Medical journals begin cracking down on fraudulent studies funded by drug companies

by Jessica Fraser

(NaturalNews) Medical journals across the United States have begun initiating stricter ethics codes for publishing research funded by pharmaceutical or medical device-makers, including many journals that have instituted zero-tolerance policies for study authors with financial ties to drug companies.

Last year editors of the New England Journal of Medicine (NEJM) charged that drug giant Merck had inappropriately excluded important information from a study the journal published on the painkiller Vioxx, which was withdrawn from the market in September 2004. Merck denied any wrongdoing, but NEJM editor-in-chief Dr. Jeffrey M. Drazen said he has become more wary of study authors with drug company ties.

Public concern about conflicts of interest among medical authorities is on the rise following the federal charges brought against former FDA commissioner Lester M. Crawford for allegedly owning stock in the companies his agency regulated. Such concerns have led many journals to demand detailed disclosures from study authors on any and all compensation they receive from drug or device companies, and other journals are more closely scrutinizing research produced by academic and company scientists together.

The Journal of the American Medical Association (JAMA) recently adopted a policy that requires all studies funded by pharmaceutical firms or medical device makers to undergo a second review by a statistician with no ties to the funding company. The policy change came after JAMA printed four paragraphs of corrections in its June 7 issue disclosing financial conflicts that had been left out of a previously published study. JAMA editor-in-chief Dr. Catherine D. DeAngelis said the journal's new efforts are in part to avoid publishing faulty information on "the next Vioxx."

The journal Neuropsycho-pharmacology, formerly edited by Dr. Charles B. Nemeroff -- who resigned after his journal published a paper he'd co-authored on a medical device without revealing he had financial ties with the company -- has also moved closer toward a zero-tolerance policy on financial ties.

Though many companies have adopted stricter policies, some have found it difficult to entirely exclude scientists with financial links to drug firms. In 2002, NEJM relaxed its conflict-of-interest policy, citing an inability to find physicians who hadn't accepted something from a drug company. Former NEJM editor Dr. Jerome P. Kassirer was angry at the journal's decision to loosen its policy. "Too difficult to find people without financial conflicts?" Kassirer said. "You just have to look harder."
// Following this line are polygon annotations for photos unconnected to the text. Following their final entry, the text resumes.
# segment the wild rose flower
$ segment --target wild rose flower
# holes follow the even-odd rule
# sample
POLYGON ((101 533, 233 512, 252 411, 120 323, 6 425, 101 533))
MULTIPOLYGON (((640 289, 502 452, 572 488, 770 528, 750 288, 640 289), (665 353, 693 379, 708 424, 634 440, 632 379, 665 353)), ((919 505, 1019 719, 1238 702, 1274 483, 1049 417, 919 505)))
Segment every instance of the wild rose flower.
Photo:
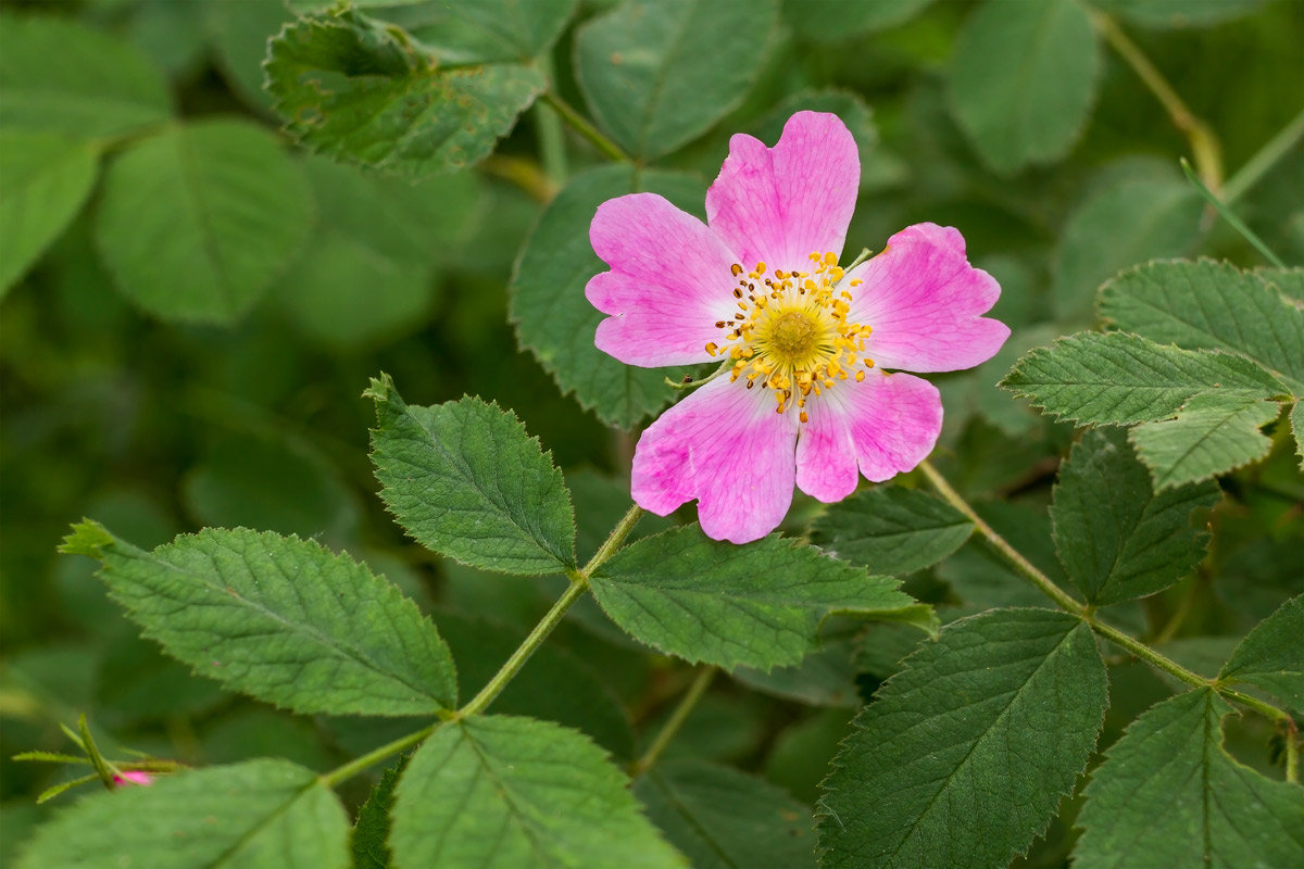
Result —
POLYGON ((1000 296, 952 228, 906 227, 876 257, 837 266, 861 162, 833 115, 798 112, 775 147, 734 135, 707 223, 651 193, 604 202, 585 287, 599 349, 660 367, 724 360, 720 377, 653 422, 632 495, 665 516, 698 500, 734 543, 782 521, 793 485, 823 502, 913 469, 941 431, 941 399, 900 371, 955 371, 1009 336, 981 317, 1000 296), (888 373, 892 371, 892 373, 888 373))

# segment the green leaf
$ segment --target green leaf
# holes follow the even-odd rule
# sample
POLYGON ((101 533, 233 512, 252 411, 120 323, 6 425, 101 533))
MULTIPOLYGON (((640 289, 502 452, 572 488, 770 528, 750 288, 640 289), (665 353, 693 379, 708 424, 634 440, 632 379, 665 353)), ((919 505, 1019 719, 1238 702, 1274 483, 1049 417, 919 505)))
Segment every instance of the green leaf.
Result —
POLYGON ((244 121, 173 126, 104 176, 95 227, 119 288, 164 319, 230 323, 308 237, 312 194, 274 135, 244 121))
POLYGON ((1095 102, 1101 51, 1074 0, 988 1, 956 39, 951 109, 1001 173, 1064 156, 1095 102))
POLYGON ((1077 869, 1304 865, 1304 790, 1223 750, 1230 711, 1192 691, 1128 727, 1086 787, 1077 869))
POLYGON ((1172 420, 1137 426, 1131 439, 1155 489, 1163 491, 1266 456, 1273 442, 1260 427, 1275 420, 1279 410, 1271 401, 1197 395, 1172 420))
POLYGON ((312 770, 279 760, 164 775, 55 816, 18 869, 344 869, 348 818, 312 770))
POLYGON ((1219 681, 1262 688, 1304 713, 1304 595, 1294 597, 1240 641, 1219 681))
POLYGON ((836 42, 902 25, 934 0, 784 0, 784 18, 799 36, 836 42))
POLYGON ((777 20, 777 0, 625 0, 576 33, 576 78, 595 120, 651 160, 742 103, 777 20))
POLYGON ((1153 341, 1241 353, 1304 392, 1304 306, 1264 274, 1210 259, 1140 266, 1101 289, 1101 315, 1153 341))
POLYGON ((913 573, 955 552, 973 522, 911 489, 875 486, 833 504, 811 525, 811 541, 875 573, 913 573))
POLYGON ((575 516, 562 473, 510 410, 464 397, 408 406, 372 379, 372 461, 381 499, 422 546, 502 573, 575 565, 575 516))
POLYGON ((3 298, 81 211, 95 185, 99 152, 57 133, 12 130, 0 134, 0 162, 3 298))
POLYGON ((1239 404, 1288 392, 1243 357, 1183 350, 1124 332, 1078 332, 1031 350, 1000 386, 1080 425, 1161 420, 1201 395, 1239 404))
POLYGON ((1121 268, 1187 253, 1202 207, 1200 193, 1180 178, 1124 176, 1095 192, 1069 216, 1055 250, 1059 317, 1090 319, 1095 291, 1121 268))
POLYGON ((450 61, 352 9, 300 18, 265 69, 301 142, 407 177, 479 163, 546 86, 533 66, 450 61))
POLYGON ((456 705, 452 658, 416 605, 312 541, 209 528, 146 552, 87 521, 60 551, 98 559, 170 655, 258 700, 336 715, 456 705))
POLYGON ((1104 663, 1073 616, 994 610, 947 625, 833 760, 820 865, 1007 865, 1072 791, 1104 705, 1104 663))
POLYGON ((932 627, 932 610, 816 548, 767 537, 712 541, 696 525, 617 552, 589 578, 593 597, 635 640, 726 670, 794 664, 832 612, 932 627))
POLYGON ((1209 530, 1192 524, 1192 511, 1221 498, 1213 482, 1155 492, 1124 431, 1088 431, 1055 483, 1055 548, 1088 603, 1154 594, 1204 559, 1209 530))
POLYGON ((651 190, 685 207, 702 207, 700 182, 669 172, 609 165, 576 175, 544 210, 511 278, 509 317, 520 345, 553 375, 563 393, 621 429, 660 410, 674 391, 665 378, 682 370, 625 365, 593 345, 604 314, 584 298, 584 285, 605 268, 588 241, 597 206, 618 195, 651 190))
POLYGON ((700 761, 665 761, 634 796, 694 869, 815 869, 810 809, 763 779, 700 761))
POLYGON ((172 113, 163 73, 112 36, 39 16, 0 16, 0 125, 5 130, 112 137, 159 124, 172 113))
POLYGON ((625 775, 583 735, 531 718, 443 724, 395 792, 396 869, 683 866, 625 775))

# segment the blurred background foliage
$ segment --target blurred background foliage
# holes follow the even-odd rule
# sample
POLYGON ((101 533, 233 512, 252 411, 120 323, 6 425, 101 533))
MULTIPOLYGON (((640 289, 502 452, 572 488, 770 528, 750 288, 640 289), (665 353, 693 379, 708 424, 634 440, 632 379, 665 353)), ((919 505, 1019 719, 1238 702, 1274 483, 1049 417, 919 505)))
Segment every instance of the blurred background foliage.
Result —
MULTIPOLYGON (((990 521, 1016 546, 1033 560, 1045 550, 1054 568, 1045 507, 1072 430, 995 382, 1024 350, 1090 326, 1095 288, 1121 267, 1153 257, 1261 259, 1202 207, 1178 167, 1191 154, 1188 138, 1104 39, 1088 33, 1090 44, 1065 73, 1077 85, 1055 95, 1061 103, 1015 99, 994 119, 982 107, 1001 103, 982 94, 982 70, 1009 61, 1000 18, 1018 0, 747 3, 769 17, 720 0, 737 7, 735 17, 747 14, 715 60, 741 47, 754 74, 704 134, 678 141, 670 125, 649 146, 669 150, 656 165, 690 176, 685 205, 700 212, 733 132, 772 143, 795 108, 836 111, 862 143, 849 248, 880 249, 919 220, 962 229, 971 259, 1000 279, 995 314, 1015 334, 987 365, 938 378, 947 401, 938 464, 966 496, 988 503, 990 521), (1026 141, 1011 139, 1018 135, 1026 141)), ((368 377, 391 373, 413 404, 472 393, 512 408, 566 470, 582 550, 592 551, 629 503, 622 476, 635 434, 563 396, 520 349, 509 318, 514 263, 544 205, 602 155, 544 103, 479 167, 417 184, 305 152, 280 133, 261 65, 293 9, 318 5, 0 3, 0 175, 57 168, 40 192, 44 211, 26 203, 37 210, 27 224, 44 224, 10 236, 20 223, 12 189, 0 206, 0 233, 9 236, 0 242, 0 857, 46 810, 33 797, 73 775, 9 757, 67 750, 59 724, 81 713, 110 747, 185 763, 271 754, 326 769, 407 727, 293 717, 163 658, 106 598, 90 562, 55 556, 70 521, 93 516, 141 546, 203 525, 246 525, 348 550, 437 614, 467 692, 515 648, 556 589, 442 563, 403 539, 374 496, 366 460, 374 418, 359 397, 368 377), (46 99, 86 82, 116 89, 130 111, 104 98, 46 99), (216 159, 198 171, 184 165, 186 155, 206 154, 216 159), (203 189, 183 193, 196 178, 203 189), (219 249, 176 240, 183 195, 206 197, 213 219, 228 221, 219 249)), ((557 94, 591 117, 602 95, 582 86, 583 70, 597 61, 578 50, 576 29, 614 5, 580 3, 546 56, 557 94)), ((1304 262, 1297 139, 1266 172, 1236 176, 1300 112, 1304 3, 1073 8, 1108 13, 1174 83, 1221 149, 1224 169, 1213 180, 1239 177, 1235 210, 1287 263, 1304 262)), ((1081 47, 1065 26, 1068 44, 1081 47)), ((548 337, 545 317, 514 313, 523 343, 559 340, 548 337)), ((570 340, 587 345, 589 336, 570 340)), ((1222 646, 1301 590, 1297 568, 1287 565, 1297 565, 1304 542, 1304 483, 1279 429, 1266 463, 1223 481, 1228 496, 1213 517, 1204 567, 1120 615, 1202 672, 1200 661, 1217 668, 1222 646)), ((816 512, 799 500, 790 530, 801 533, 816 512)), ((947 618, 1029 594, 973 543, 909 582, 922 599, 951 606, 947 618)), ((858 698, 915 641, 904 631, 865 637, 844 628, 828 625, 825 650, 799 672, 717 679, 672 754, 734 763, 812 801, 858 698)), ((691 675, 639 650, 585 601, 501 710, 578 726, 630 758, 691 675), (552 689, 561 684, 565 692, 552 689)), ((1102 748, 1168 691, 1133 664, 1111 677, 1114 728, 1107 723, 1102 748)), ((1262 734, 1237 727, 1234 750, 1266 765, 1262 734)), ((364 786, 352 796, 365 795, 364 786)), ((1071 816, 1056 821, 1031 864, 1063 859, 1071 816)))

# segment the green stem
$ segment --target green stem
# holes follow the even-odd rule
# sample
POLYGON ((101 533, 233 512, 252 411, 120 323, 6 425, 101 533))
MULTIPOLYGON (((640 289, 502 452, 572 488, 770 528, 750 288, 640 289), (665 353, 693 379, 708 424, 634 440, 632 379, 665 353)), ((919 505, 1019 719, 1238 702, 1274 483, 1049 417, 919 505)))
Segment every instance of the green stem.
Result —
POLYGON ((588 122, 588 120, 576 112, 569 103, 563 102, 557 94, 552 91, 545 91, 542 100, 552 106, 563 121, 570 124, 571 129, 583 135, 589 143, 599 151, 612 158, 613 160, 619 160, 621 163, 632 163, 634 158, 621 150, 621 146, 606 138, 601 130, 588 122))
POLYGON ((661 727, 661 732, 656 735, 648 750, 644 752, 643 757, 630 765, 630 778, 638 778, 643 775, 649 769, 652 769, 656 762, 661 758, 662 752, 674 739, 679 728, 683 727, 683 722, 689 720, 689 715, 692 714, 694 707, 696 707, 698 701, 702 700, 703 694, 707 693, 707 688, 711 687, 711 680, 716 676, 715 667, 707 667, 692 680, 689 685, 689 692, 679 701, 679 705, 674 707, 670 713, 670 718, 661 727))

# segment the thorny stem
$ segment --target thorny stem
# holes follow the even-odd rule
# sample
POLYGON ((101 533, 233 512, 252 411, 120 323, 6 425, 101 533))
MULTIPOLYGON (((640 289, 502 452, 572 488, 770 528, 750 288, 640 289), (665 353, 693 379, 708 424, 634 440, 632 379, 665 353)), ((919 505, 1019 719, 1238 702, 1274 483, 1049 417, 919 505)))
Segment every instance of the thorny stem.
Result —
POLYGON ((649 769, 652 769, 659 760, 661 760, 661 753, 665 752, 666 745, 670 740, 675 737, 679 728, 683 727, 683 722, 689 720, 689 715, 696 707, 698 701, 702 700, 703 694, 707 693, 707 688, 711 687, 711 680, 716 676, 715 667, 705 667, 696 675, 692 684, 689 685, 687 693, 679 700, 679 705, 674 707, 670 713, 670 718, 666 719, 665 724, 661 727, 661 732, 656 735, 652 740, 652 745, 648 750, 643 753, 643 757, 630 763, 630 778, 636 778, 643 775, 649 769))
POLYGON ((1149 664, 1167 674, 1171 674, 1172 676, 1180 679, 1188 685, 1192 685, 1194 688, 1209 688, 1217 691, 1227 700, 1235 701, 1248 709, 1253 709, 1254 711, 1260 713, 1261 715, 1265 715, 1266 718, 1270 718, 1271 720, 1287 722, 1287 723, 1291 720, 1290 715, 1282 711, 1281 709, 1277 709, 1270 704, 1265 704, 1264 701, 1256 697, 1251 697, 1232 688, 1227 688, 1226 685, 1221 685, 1218 684, 1217 679, 1205 679, 1200 674, 1187 670, 1176 661, 1172 661, 1171 658, 1155 651, 1154 649, 1141 642, 1136 637, 1128 636, 1127 633, 1123 633, 1118 628, 1114 628, 1098 620, 1095 618, 1093 607, 1084 606, 1077 601, 1074 601, 1073 598, 1071 598, 1068 593, 1064 591, 1064 589, 1055 585, 1054 580, 1042 573, 1037 568, 1037 565, 1034 565, 1031 562, 1024 558, 1018 552, 1018 550, 1011 546, 1004 537, 998 534, 991 525, 985 522, 983 519, 974 511, 974 508, 969 506, 969 502, 966 502, 960 495, 960 492, 952 489, 951 483, 948 483, 947 479, 940 473, 938 473, 936 468, 934 468, 928 461, 923 461, 919 464, 919 470, 923 472, 923 476, 928 478, 928 482, 932 485, 934 489, 938 490, 938 494, 940 494, 947 500, 948 504, 951 504, 952 507, 955 507, 961 513, 969 517, 969 520, 974 524, 974 528, 978 529, 978 533, 982 534, 983 538, 986 538, 987 543, 991 545, 991 547, 995 548, 996 552, 1001 555, 1001 558, 1009 562, 1016 571, 1018 571, 1025 578, 1031 581, 1031 584, 1035 585, 1038 589, 1041 589, 1048 598, 1055 601, 1055 603, 1058 603, 1060 608, 1063 608, 1069 615, 1074 615, 1082 621, 1085 621, 1091 628, 1091 631, 1094 631, 1098 636, 1104 637, 1110 642, 1121 646, 1123 649, 1127 649, 1137 658, 1141 658, 1149 664))
POLYGON ((1155 69, 1155 65, 1150 63, 1145 52, 1123 33, 1123 29, 1119 27, 1114 18, 1091 7, 1086 7, 1086 9, 1095 30, 1104 36, 1104 40, 1132 68, 1132 72, 1154 94, 1155 99, 1163 104, 1164 111, 1168 112, 1168 117, 1172 120, 1172 125, 1187 137, 1187 142, 1191 145, 1191 155, 1196 162, 1196 168, 1200 171, 1200 177, 1209 189, 1218 190, 1222 186, 1223 172, 1222 147, 1218 145, 1218 137, 1187 107, 1178 95, 1178 91, 1172 89, 1172 85, 1155 69))

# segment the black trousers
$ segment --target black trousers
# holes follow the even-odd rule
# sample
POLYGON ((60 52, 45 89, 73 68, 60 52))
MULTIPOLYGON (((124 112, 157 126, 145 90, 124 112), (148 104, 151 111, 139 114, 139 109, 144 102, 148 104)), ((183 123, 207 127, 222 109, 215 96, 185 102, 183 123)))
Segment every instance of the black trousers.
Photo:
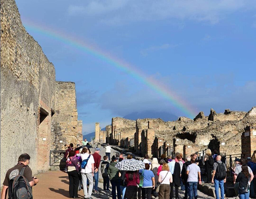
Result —
POLYGON ((170 198, 172 199, 174 198, 173 196, 173 186, 175 187, 175 198, 179 198, 179 185, 176 185, 174 182, 170 183, 170 185, 171 186, 171 192, 170 194, 170 198))
POLYGON ((138 187, 138 199, 141 198, 141 187, 139 186, 138 187))
POLYGON ((141 188, 141 194, 142 195, 142 199, 150 199, 151 198, 151 187, 141 188))
POLYGON ((69 179, 69 196, 77 197, 78 186, 79 184, 79 177, 76 170, 68 172, 69 179))
POLYGON ((206 167, 206 176, 207 177, 207 182, 211 182, 212 181, 212 167, 206 167))

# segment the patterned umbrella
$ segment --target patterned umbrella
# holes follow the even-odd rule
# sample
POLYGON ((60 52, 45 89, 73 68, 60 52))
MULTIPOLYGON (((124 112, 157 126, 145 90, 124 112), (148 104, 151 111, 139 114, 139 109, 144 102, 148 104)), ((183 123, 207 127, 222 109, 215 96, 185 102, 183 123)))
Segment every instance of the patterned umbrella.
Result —
POLYGON ((117 163, 116 167, 123 171, 136 171, 145 168, 145 164, 140 160, 125 159, 117 163))

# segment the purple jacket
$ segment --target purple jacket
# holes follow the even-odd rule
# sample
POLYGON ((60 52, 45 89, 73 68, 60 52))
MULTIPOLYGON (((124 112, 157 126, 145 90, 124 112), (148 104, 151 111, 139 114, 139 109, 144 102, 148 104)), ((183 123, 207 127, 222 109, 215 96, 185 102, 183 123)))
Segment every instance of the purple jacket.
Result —
POLYGON ((75 167, 75 169, 77 171, 79 171, 81 168, 79 161, 77 157, 74 156, 68 158, 66 161, 66 166, 75 167))

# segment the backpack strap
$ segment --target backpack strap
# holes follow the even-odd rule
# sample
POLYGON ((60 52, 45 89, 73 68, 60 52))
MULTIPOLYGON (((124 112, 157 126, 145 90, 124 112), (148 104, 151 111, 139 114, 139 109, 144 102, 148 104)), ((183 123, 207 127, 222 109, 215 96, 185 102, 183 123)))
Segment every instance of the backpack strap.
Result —
POLYGON ((20 176, 24 176, 24 172, 25 171, 25 169, 26 168, 26 166, 24 166, 22 168, 22 169, 20 170, 20 171, 19 172, 19 175, 20 176))

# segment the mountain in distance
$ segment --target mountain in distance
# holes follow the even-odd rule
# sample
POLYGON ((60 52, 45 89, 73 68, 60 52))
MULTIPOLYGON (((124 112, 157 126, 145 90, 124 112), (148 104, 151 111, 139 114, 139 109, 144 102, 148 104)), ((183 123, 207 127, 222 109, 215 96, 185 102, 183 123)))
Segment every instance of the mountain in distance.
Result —
MULTIPOLYGON (((103 129, 101 129, 101 131, 105 131, 106 127, 104 127, 103 129)), ((83 135, 83 140, 84 140, 86 138, 87 141, 89 142, 91 142, 91 137, 95 137, 95 132, 92 132, 86 135, 83 135)))
POLYGON ((157 112, 154 111, 145 111, 141 112, 133 112, 123 117, 124 118, 136 120, 137 119, 144 118, 160 118, 163 121, 176 120, 178 117, 175 115, 163 112, 157 112))

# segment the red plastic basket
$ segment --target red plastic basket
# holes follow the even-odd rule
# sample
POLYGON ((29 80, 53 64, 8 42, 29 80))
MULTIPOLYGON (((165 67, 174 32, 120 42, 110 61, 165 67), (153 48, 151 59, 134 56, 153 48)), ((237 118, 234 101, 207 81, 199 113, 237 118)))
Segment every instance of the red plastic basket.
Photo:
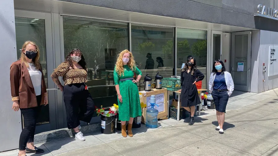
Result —
POLYGON ((202 89, 202 81, 196 82, 195 84, 196 84, 196 86, 197 87, 197 89, 202 89))

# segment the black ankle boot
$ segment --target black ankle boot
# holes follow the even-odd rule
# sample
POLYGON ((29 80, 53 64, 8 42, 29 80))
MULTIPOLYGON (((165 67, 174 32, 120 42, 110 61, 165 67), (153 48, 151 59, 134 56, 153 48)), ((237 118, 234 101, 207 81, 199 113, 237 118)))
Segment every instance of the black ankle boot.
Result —
POLYGON ((193 124, 194 124, 194 117, 190 116, 190 121, 189 122, 188 124, 189 125, 193 125, 193 124))

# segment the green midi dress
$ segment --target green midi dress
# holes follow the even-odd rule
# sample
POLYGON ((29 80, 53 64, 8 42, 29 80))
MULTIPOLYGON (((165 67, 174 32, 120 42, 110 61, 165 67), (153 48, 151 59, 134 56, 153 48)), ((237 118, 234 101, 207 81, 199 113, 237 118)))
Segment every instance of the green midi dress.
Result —
POLYGON ((114 69, 114 81, 115 85, 119 85, 120 93, 123 98, 123 102, 118 99, 119 105, 119 120, 129 120, 130 118, 135 118, 142 115, 139 93, 137 84, 132 80, 120 81, 120 80, 133 78, 134 71, 137 75, 142 75, 142 72, 137 67, 134 70, 127 65, 124 65, 124 74, 119 76, 115 69, 114 69))

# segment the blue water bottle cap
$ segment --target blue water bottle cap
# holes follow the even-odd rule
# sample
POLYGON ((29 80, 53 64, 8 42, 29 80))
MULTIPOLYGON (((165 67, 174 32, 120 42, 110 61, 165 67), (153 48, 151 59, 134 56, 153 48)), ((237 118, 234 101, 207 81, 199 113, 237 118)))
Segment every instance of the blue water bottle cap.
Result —
POLYGON ((151 96, 151 103, 155 103, 155 96, 154 95, 151 96))

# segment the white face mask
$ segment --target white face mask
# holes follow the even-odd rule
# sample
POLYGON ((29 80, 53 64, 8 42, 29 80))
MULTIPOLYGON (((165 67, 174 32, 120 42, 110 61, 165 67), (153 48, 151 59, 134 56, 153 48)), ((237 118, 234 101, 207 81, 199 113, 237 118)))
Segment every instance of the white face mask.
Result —
POLYGON ((80 61, 81 60, 81 57, 77 56, 71 56, 71 59, 74 62, 76 63, 78 63, 78 62, 80 61))
POLYGON ((123 62, 125 63, 127 63, 129 61, 129 58, 123 58, 123 62))

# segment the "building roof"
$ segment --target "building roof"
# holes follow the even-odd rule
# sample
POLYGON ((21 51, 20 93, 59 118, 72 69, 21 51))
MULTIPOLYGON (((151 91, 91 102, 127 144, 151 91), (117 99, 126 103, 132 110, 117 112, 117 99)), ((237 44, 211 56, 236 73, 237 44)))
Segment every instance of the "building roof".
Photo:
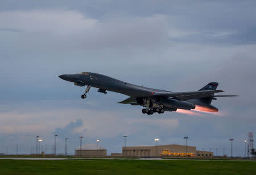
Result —
MULTIPOLYGON (((76 150, 80 150, 80 147, 77 147, 76 148, 76 150)), ((106 148, 105 148, 104 147, 98 145, 98 149, 97 149, 97 144, 92 144, 92 143, 88 143, 86 144, 85 144, 84 145, 82 145, 82 150, 97 150, 97 149, 100 149, 100 150, 106 150, 106 148)))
Consumer health advocate Mike Adams says medical journals have historically been "the propaganda mouthpieces of Big Pharma," lending apparent credibility to drug company-funded studies.

"Medical journals have willingly published fraudulent medical studies authored by researchers with strong ties to drug companies for decades," Adams said. "Pharmaceutical companies are the journals' biggest advertisers. Now that the medical journals have been caught publicizing junk science papers with undisclosed conflicts of interest, they've decided to be a little more discerning about what they publish."